Três anos, três livros, dois apresentados nas Correntes. Dai-lhes, Senhor, o Eterno Repouso, em 2011, e nesta edição A Paixão de K (Porto Editora, 184 pp, 15,50 euros). Pelo meio ficou Todas as Cores do Vento e muitas horas de escrita. É uma receita que este médico não se cansa de prescrever a si próprio, com bons e abundantes resultados (tem pronto um livro de contos e já está a preparar o próximo). Depois de um romance policial passado no Porto e de uma história centrada num prédio que reunia diversas religiões, neste livro Miguel Miranda, 56 anos, foca-se na atualidade, no mundo das artes e nas volúpias do amor. Tempo e lugar? A Londres dos distúrbios de 2011, que puseram a cidade a ferro e fogo. Personagens? Perfecto Cuadrado, um habilidoso pintor, e Josephine K, uma misteriosa mulher. Enredo? Uma paixão arrebatadora e talvez fatal.  

 

E podem as paixões ser fatais ou insensatas, como se sugere neste livro? 

Podem. Este livro é sobre elas. Sobre as paixões eruptivas e caóticas que podem levar as pessoas a atos impensáveis, a sentir coisas inimagináveis. Eis o mistério e a magia da paixão. E como a literatura vive de tudo o quanto é dor este é um tema literário por excelência. 

 

Para Perfecto Cuadrado a vida é uma sucessão de planos. Concorda com o seu personagem? 

A perspetiva da personagem nem sempre coincide com a do autor... Mas posso dizer que a vida é uma sucessão de vidas, uma viagem de eternos regressos ao passado. Este livro é também sobre isso: a intersecção entre as memórias e o presente. 

 

Com que cores definiu este pintor? 

É um artista muito caleidoscópico na sua paleta de cores. E além de tons, utiliza quase todos os sentidos, o tato e o olfato. Recorre ainda aos sentimentos porque acima de tudo é um pintor de memórias, que flutuam como papagaios de papel sobre a sua vida. 

 

Depois da religião, volta a abordar um assunto do nosso tempo.

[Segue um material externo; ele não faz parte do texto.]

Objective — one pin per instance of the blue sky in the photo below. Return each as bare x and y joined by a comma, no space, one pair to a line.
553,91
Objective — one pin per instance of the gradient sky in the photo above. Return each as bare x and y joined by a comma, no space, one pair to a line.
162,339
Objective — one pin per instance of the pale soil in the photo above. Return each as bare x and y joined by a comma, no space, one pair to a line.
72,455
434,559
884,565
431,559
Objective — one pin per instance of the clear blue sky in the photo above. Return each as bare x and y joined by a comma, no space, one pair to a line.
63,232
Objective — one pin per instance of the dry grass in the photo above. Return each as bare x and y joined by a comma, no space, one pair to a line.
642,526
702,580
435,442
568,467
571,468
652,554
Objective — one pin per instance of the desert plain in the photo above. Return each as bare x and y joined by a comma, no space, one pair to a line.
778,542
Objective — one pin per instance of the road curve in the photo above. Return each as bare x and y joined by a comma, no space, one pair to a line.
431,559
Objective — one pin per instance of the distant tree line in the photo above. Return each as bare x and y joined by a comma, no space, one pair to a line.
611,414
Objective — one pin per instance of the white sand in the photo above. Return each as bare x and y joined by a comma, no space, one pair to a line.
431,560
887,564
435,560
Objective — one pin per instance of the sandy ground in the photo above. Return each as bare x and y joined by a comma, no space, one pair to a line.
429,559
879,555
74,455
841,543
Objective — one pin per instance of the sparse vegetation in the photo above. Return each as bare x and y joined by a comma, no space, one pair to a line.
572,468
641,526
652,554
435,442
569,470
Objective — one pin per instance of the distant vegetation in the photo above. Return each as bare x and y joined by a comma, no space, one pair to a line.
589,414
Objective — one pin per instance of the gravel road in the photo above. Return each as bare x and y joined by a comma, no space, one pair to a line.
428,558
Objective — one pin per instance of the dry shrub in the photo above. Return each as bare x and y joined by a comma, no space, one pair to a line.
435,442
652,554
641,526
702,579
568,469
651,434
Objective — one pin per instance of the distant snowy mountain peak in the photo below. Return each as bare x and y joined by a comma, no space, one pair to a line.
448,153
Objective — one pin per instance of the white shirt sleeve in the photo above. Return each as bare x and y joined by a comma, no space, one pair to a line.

Interessa-lhe a ficção que reflete sobre a atualidade?

Tal como o mundo da arte é um alfobre de ideias e de histórias que interessam ao comum dos mortais, a realidade é uma boa base para a ficção, até porque muitas vezes ultrapassa a ficção. E interessa-me escrever a partir do que se passa no meu tempo, do passado mais ao menos recente até ao agora. No fundo, procuro partir da realidade em voo rasante e, no fim, construir uma história.